Heute erinnert die Ausstellung „Flucht im geteilten Deutschland“ an dieses zentrale Kapitel deutscher Geschichte und deutscher Lebensgeschichten. In sieben Themenräumen spannt sie den Bogen von der Entscheidung zum Verlassen der DDR bis zur gesellschaftlichen Eingliederung in die Bundesrepublik. Sie zeigt, wie es den Menschen trotz Kontrolle, Gewalt und Repression der DDR-Regierung gelang, Grenze und Mauer zu überwinden und im Westen neu zu beginnen. Besonderes Augenmerk gilt dem Geschehen in Marienfelde: dem Notaufnahmeverfahren, dem Leben im Aufnahmelager und der Bespitzelung von Flüchtlingen durch die Staatssicherheit. Thema eines eigenen Raumes sind Flucht und Ausreise im Spiegel der Kunst.

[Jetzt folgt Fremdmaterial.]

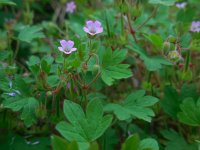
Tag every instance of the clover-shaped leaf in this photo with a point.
(190, 112)
(111, 67)
(83, 127)
(27, 34)
(27, 105)
(135, 105)
(152, 63)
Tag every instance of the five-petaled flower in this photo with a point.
(67, 46)
(70, 7)
(93, 27)
(195, 26)
(181, 5)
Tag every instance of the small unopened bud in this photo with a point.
(95, 68)
(84, 66)
(174, 56)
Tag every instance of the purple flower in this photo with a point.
(181, 5)
(195, 26)
(68, 85)
(67, 46)
(93, 27)
(70, 7)
(12, 94)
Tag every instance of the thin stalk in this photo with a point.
(152, 15)
(187, 60)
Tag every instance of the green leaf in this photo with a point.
(59, 143)
(190, 112)
(7, 2)
(152, 63)
(149, 144)
(131, 143)
(84, 128)
(27, 105)
(172, 99)
(163, 2)
(135, 105)
(176, 141)
(111, 67)
(155, 39)
(105, 141)
(27, 34)
(4, 55)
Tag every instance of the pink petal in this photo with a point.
(61, 49)
(70, 44)
(68, 52)
(88, 23)
(86, 29)
(63, 43)
(97, 24)
(100, 30)
(91, 33)
(73, 49)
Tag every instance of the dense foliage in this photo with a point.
(99, 74)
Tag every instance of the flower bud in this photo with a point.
(174, 56)
(84, 66)
(49, 93)
(95, 68)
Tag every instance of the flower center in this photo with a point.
(92, 30)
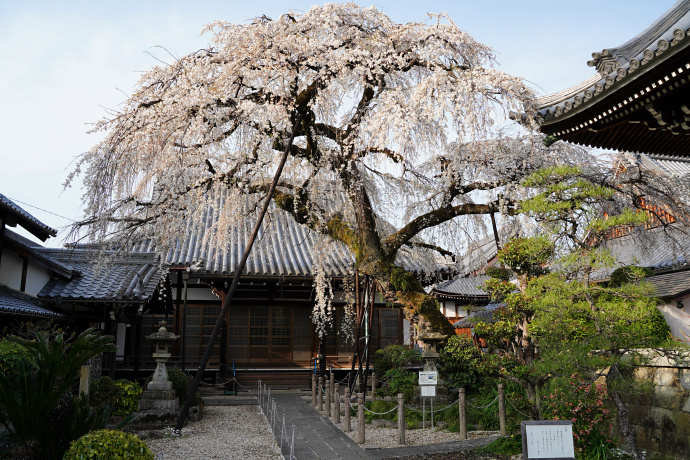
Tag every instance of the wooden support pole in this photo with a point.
(331, 386)
(502, 409)
(360, 418)
(348, 412)
(313, 390)
(462, 418)
(321, 393)
(85, 380)
(401, 419)
(373, 386)
(337, 403)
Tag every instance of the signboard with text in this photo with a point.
(428, 390)
(547, 440)
(428, 378)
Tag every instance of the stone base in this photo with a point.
(158, 405)
(152, 420)
(158, 394)
(158, 385)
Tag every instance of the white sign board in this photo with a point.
(547, 440)
(428, 390)
(428, 378)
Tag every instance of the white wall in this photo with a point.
(678, 319)
(36, 278)
(11, 269)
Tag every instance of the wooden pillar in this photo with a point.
(113, 355)
(321, 394)
(85, 380)
(348, 412)
(337, 403)
(360, 419)
(401, 419)
(462, 418)
(373, 386)
(331, 386)
(313, 390)
(223, 344)
(502, 409)
(137, 345)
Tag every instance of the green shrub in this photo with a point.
(503, 446)
(128, 398)
(107, 444)
(180, 382)
(121, 396)
(11, 354)
(459, 362)
(394, 356)
(104, 391)
(38, 407)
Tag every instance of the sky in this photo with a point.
(63, 63)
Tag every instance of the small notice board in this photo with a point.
(547, 440)
(427, 383)
(428, 378)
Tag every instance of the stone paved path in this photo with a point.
(316, 437)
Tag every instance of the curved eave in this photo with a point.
(641, 112)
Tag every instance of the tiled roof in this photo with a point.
(669, 164)
(19, 242)
(128, 278)
(484, 314)
(17, 303)
(624, 62)
(283, 248)
(478, 255)
(671, 284)
(658, 248)
(462, 287)
(17, 215)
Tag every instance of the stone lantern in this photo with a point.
(162, 339)
(429, 354)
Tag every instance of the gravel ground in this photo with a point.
(227, 432)
(388, 437)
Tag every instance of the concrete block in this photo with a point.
(669, 398)
(685, 378)
(159, 405)
(667, 376)
(158, 394)
(156, 385)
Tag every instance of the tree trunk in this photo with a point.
(624, 418)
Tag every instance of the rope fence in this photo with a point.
(324, 395)
(269, 409)
(345, 403)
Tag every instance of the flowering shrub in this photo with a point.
(583, 403)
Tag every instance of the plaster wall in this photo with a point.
(36, 278)
(661, 418)
(11, 269)
(678, 319)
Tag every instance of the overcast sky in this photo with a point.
(63, 62)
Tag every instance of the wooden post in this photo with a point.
(373, 386)
(502, 409)
(313, 390)
(348, 425)
(331, 387)
(401, 419)
(462, 419)
(360, 418)
(321, 394)
(84, 380)
(337, 403)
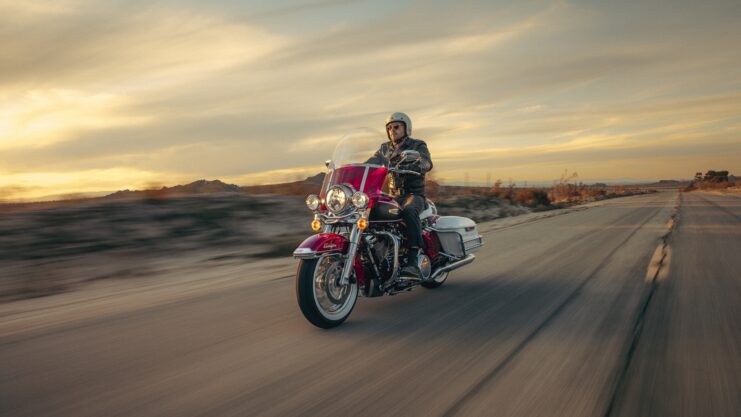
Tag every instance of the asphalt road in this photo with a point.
(621, 309)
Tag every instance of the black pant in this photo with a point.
(411, 206)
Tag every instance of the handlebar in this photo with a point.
(404, 171)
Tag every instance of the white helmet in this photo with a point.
(400, 117)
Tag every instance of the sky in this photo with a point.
(98, 96)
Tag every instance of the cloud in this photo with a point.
(250, 91)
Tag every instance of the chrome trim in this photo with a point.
(305, 253)
(350, 258)
(455, 265)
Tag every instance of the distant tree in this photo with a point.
(716, 176)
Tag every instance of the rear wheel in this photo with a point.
(438, 281)
(323, 300)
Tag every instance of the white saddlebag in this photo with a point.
(458, 236)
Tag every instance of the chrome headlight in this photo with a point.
(312, 202)
(360, 200)
(337, 199)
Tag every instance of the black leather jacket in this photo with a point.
(390, 155)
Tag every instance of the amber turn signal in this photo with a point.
(362, 223)
(316, 225)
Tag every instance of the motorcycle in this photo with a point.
(360, 244)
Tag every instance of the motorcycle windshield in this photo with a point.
(353, 163)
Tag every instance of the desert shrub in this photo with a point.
(532, 197)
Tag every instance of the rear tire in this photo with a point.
(322, 300)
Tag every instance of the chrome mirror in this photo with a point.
(410, 155)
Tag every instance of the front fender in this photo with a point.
(314, 246)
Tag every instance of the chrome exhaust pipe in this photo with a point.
(455, 265)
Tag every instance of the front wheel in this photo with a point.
(323, 300)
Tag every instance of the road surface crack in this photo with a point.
(658, 270)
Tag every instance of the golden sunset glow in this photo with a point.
(99, 96)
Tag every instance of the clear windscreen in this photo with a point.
(358, 147)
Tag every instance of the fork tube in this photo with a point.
(349, 261)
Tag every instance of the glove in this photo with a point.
(411, 166)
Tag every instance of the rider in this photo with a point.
(409, 189)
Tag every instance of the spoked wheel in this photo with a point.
(323, 300)
(438, 281)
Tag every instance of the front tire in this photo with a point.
(323, 301)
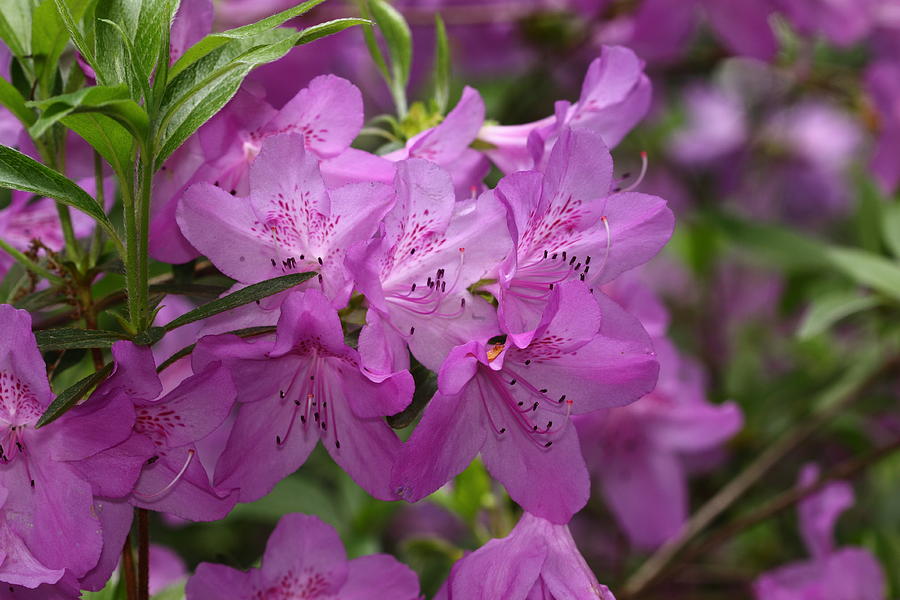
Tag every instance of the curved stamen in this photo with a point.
(171, 484)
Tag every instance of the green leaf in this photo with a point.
(217, 40)
(72, 395)
(776, 244)
(49, 36)
(69, 339)
(867, 269)
(144, 23)
(20, 172)
(249, 294)
(202, 89)
(311, 34)
(113, 102)
(868, 213)
(113, 141)
(890, 227)
(441, 66)
(15, 103)
(398, 37)
(825, 311)
(15, 25)
(71, 24)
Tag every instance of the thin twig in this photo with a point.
(128, 570)
(845, 470)
(831, 402)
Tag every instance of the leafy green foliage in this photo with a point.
(216, 40)
(21, 172)
(200, 90)
(67, 339)
(441, 66)
(113, 102)
(249, 294)
(72, 395)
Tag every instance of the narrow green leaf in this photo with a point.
(72, 395)
(69, 339)
(20, 172)
(112, 101)
(71, 24)
(249, 294)
(143, 23)
(827, 310)
(15, 103)
(201, 90)
(398, 37)
(108, 137)
(372, 44)
(15, 25)
(441, 66)
(311, 34)
(867, 269)
(868, 213)
(773, 243)
(890, 228)
(217, 40)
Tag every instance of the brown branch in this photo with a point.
(832, 401)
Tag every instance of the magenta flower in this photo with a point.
(569, 224)
(537, 560)
(416, 273)
(846, 573)
(168, 424)
(49, 522)
(639, 452)
(290, 223)
(883, 85)
(513, 404)
(661, 29)
(328, 114)
(447, 144)
(304, 386)
(615, 96)
(304, 558)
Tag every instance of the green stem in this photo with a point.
(146, 190)
(131, 251)
(30, 264)
(65, 219)
(832, 401)
(97, 238)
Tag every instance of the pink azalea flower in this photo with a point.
(639, 452)
(303, 386)
(569, 224)
(168, 424)
(615, 96)
(304, 558)
(447, 144)
(49, 522)
(846, 573)
(328, 114)
(290, 223)
(883, 85)
(416, 273)
(537, 560)
(513, 404)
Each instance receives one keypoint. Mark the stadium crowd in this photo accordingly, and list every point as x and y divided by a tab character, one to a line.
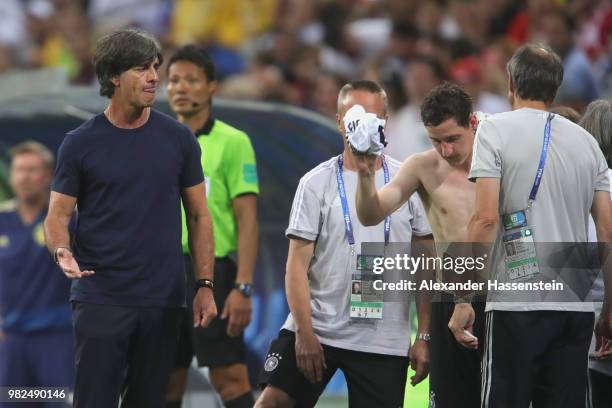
302	51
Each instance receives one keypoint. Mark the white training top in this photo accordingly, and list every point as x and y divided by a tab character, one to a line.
317	216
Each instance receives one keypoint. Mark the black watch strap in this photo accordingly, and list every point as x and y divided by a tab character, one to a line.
205	283
245	288
55	259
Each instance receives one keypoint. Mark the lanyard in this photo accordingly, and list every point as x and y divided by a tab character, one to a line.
345	209
538	179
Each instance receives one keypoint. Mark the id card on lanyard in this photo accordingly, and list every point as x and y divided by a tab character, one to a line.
365	302
521	260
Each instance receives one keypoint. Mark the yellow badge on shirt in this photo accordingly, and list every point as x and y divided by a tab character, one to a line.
39	234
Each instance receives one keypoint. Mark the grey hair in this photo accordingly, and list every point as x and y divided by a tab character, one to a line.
597	120
536	72
362	85
33	147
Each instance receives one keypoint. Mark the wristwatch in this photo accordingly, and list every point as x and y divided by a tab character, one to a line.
55	258
204	283
245	288
464	298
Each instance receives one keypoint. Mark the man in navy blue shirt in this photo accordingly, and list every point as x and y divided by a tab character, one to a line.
36	347
126	170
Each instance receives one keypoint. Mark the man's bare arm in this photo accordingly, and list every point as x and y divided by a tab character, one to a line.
373	206
57	237
238	307
201	248
245	208
199	228
419	352
482	231
61	208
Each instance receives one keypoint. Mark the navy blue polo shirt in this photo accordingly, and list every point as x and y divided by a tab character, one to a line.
127	183
34	292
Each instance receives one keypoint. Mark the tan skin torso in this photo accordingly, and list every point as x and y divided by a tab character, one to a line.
448	197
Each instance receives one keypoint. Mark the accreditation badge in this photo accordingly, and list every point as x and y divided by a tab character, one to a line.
520	261
365	301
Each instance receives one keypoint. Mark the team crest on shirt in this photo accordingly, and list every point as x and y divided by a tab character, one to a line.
272	360
39	234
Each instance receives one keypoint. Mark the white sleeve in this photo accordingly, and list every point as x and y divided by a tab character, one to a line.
486	153
305	218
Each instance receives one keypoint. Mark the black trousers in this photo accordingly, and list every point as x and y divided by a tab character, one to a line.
536	359
123	351
454	371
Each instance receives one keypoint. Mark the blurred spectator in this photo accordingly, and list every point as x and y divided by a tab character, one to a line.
405	131
567	112
578	88
326	94
289	45
36	346
227	23
603	67
467	73
150	15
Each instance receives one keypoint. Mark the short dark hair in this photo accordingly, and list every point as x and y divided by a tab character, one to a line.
362	85
567	112
32	147
120	51
446	101
197	56
536	72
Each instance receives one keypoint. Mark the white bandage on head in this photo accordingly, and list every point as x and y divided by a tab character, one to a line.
364	131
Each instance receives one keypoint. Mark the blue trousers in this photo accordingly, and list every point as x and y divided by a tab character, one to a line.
123	351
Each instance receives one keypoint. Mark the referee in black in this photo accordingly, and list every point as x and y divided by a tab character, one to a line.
127	169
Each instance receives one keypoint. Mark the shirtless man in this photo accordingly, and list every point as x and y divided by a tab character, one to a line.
440	177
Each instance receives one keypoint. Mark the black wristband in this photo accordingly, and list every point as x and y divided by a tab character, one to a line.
204	283
55	253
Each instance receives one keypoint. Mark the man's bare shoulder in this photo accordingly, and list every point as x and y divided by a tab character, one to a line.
424	160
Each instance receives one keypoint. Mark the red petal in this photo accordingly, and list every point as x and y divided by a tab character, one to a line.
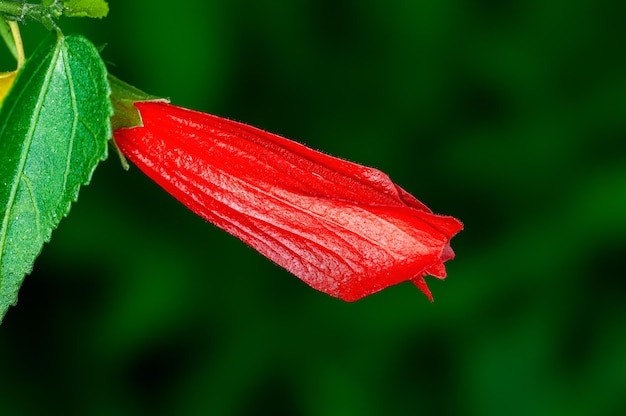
343	228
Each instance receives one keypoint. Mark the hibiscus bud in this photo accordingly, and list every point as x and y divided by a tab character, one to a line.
342	228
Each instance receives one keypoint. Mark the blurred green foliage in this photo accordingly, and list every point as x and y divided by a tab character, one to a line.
508	115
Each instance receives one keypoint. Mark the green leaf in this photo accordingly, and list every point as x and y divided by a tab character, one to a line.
54	127
85	8
5	34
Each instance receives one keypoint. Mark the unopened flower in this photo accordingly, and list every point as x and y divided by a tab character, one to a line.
344	229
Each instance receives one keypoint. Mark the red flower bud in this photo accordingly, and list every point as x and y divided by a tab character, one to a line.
342	228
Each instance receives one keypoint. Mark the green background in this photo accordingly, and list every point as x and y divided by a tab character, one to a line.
511	117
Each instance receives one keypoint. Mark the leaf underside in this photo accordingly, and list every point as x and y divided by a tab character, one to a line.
54	127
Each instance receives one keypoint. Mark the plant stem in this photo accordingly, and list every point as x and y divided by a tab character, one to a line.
19	46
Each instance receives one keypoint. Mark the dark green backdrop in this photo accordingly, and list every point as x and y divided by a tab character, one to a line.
508	115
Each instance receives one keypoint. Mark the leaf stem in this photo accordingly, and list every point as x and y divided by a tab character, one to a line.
19	46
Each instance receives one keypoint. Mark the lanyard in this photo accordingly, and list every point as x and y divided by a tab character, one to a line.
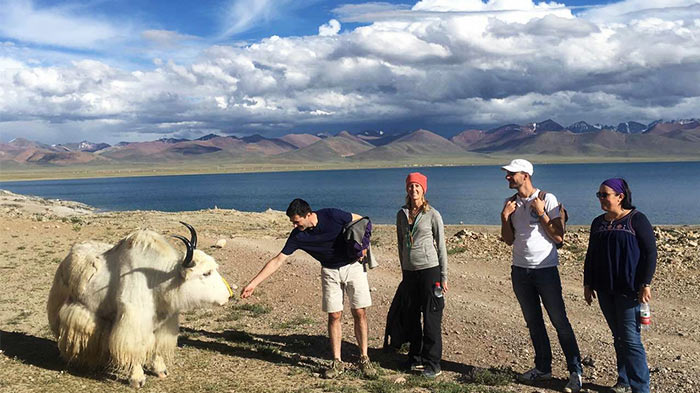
410	232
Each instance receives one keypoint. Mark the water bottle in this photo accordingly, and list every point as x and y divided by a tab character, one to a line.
645	316
437	289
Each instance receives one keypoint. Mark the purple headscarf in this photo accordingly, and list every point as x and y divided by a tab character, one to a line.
616	184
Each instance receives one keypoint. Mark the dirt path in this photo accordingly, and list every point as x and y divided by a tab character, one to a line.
276	341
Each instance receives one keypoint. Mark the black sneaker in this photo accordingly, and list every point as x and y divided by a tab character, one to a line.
430	373
336	368
415	366
620	388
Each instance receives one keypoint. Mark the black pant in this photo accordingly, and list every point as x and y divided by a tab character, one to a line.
426	341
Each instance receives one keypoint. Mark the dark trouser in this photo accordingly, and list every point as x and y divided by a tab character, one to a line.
622	314
426	342
531	286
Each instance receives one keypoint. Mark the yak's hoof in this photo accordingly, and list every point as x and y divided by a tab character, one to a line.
137	382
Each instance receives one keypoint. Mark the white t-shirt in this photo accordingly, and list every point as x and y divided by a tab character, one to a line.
532	248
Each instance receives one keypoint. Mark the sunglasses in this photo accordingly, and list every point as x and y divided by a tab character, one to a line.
604	194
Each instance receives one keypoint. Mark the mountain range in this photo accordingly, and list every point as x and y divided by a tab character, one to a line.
673	139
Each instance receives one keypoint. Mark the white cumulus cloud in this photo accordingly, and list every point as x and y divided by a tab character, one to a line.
447	64
330	28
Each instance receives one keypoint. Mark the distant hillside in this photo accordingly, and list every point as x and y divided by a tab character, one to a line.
300	140
673	139
417	143
332	148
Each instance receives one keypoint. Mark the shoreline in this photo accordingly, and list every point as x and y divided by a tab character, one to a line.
181	168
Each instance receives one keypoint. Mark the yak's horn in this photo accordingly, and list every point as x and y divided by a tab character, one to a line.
193	234
187	262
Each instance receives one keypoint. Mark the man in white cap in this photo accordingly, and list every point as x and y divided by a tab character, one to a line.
528	223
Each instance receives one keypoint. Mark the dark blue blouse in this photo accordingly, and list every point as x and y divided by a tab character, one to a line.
621	254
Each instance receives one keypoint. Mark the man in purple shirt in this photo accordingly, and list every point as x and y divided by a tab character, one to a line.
320	233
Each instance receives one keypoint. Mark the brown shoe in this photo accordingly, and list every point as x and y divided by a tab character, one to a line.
337	367
366	367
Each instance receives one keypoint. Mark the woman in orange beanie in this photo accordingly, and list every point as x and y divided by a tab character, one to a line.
423	256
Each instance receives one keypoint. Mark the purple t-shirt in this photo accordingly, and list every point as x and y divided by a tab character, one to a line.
325	241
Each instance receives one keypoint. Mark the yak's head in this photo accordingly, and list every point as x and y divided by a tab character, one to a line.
203	286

Systematisch setzt die Ausstellung wichtige politische Entwicklungen mit persönlichen Erfahrungen der Flüchtlinge und Übersiedler in Beziehung. Sie stellt Einzelbiografien und Fallbeispiele vor und lässt an vielen Audio- und Videostationen Zeitzeugen zu Wort kommen.
Am Ende des Ausstellungsrundgangs gibt eine rekonstruierte Flüchtlingswohnung aus den 1950er Jahren einen Eindruck von den Lebensumständen im Notaufnahmelager.